Apple will send its software head, Guy “Bud” Tribble to answer questions about the company’s data collection practices at a Senate hearing on mobile privacy next week. Alan Davidson, Google’s public policy director for the Americas, will testify about the company’s Android platform.

Sen. Al Franken (D-Minn.) invited representatives from the two companies, which produce the country’s largest cellphone operating systems, to testify late last month. Franken called the hearing after asking both companies to provide more information on their location data practices. On April 20, researchers reported that a file on the iPhone stores time-stamped location data. The news set off a flurry of concern over how mobile devices store location data.

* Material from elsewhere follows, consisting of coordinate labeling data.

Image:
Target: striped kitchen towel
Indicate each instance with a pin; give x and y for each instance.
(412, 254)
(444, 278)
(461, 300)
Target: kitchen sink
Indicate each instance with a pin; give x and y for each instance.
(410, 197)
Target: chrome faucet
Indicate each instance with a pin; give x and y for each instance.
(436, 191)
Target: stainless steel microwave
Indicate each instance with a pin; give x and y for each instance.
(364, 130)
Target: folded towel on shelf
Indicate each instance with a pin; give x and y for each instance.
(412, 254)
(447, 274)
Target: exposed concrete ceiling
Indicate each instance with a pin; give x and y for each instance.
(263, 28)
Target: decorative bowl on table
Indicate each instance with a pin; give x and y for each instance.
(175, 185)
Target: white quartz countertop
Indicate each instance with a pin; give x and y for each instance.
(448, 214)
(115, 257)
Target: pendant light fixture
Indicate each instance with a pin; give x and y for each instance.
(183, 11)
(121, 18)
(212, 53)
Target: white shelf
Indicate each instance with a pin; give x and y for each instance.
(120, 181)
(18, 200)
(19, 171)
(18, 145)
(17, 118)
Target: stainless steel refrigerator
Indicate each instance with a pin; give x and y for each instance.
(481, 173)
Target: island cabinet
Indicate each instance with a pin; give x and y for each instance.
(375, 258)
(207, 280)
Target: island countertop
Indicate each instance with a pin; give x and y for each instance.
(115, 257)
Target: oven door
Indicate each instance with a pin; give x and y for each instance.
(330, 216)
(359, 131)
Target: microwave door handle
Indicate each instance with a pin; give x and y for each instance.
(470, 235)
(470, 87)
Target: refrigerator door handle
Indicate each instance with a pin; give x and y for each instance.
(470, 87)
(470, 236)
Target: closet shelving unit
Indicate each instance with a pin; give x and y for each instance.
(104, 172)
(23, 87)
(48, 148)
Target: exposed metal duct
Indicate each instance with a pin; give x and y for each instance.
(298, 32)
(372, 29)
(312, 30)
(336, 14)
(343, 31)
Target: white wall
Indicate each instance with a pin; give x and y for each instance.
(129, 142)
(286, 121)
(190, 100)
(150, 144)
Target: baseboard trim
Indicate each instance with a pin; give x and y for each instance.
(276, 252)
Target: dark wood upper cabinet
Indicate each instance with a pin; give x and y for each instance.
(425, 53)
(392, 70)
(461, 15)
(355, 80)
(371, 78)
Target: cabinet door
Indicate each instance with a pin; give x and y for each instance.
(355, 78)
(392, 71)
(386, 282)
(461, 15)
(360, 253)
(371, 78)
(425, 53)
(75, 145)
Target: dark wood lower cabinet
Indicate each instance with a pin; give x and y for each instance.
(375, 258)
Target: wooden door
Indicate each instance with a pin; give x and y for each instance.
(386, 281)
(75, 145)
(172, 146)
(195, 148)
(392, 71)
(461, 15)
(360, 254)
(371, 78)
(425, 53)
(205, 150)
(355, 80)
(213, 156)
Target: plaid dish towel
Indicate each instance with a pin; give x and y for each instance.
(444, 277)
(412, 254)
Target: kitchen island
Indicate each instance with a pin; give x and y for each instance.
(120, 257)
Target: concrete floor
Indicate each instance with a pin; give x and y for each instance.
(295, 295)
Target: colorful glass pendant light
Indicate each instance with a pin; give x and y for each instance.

It will be the first hearing for the new Senate Judiciary Subcommittee on Privacy, Technology and the Law, which was formed in February.

Jonathan Zuck, president of the Association for Competitive Technology, the lobbying group for application makers, is also scheduled to testify.

Privacy expert Justin Brookman and programmer Ashkan Soltani were confirmed as witnesses last month. Bureau of Consumer Protection deputy director Jessica Rich will represent the Federal Trade Commission, and deputy attorney general Jason Weinstein will speak for the Justice Department.

This week, Apple released an update to fix a bug in its operating system that stored up to a year of time-stamped data from a crowd-sourced location database on the devices. The company said it only culls location data from customers who have specifically agreed to have their data collected.

Google has said that it only collects location data from customers who have authorized the practice. This data cannot be traced to individual users.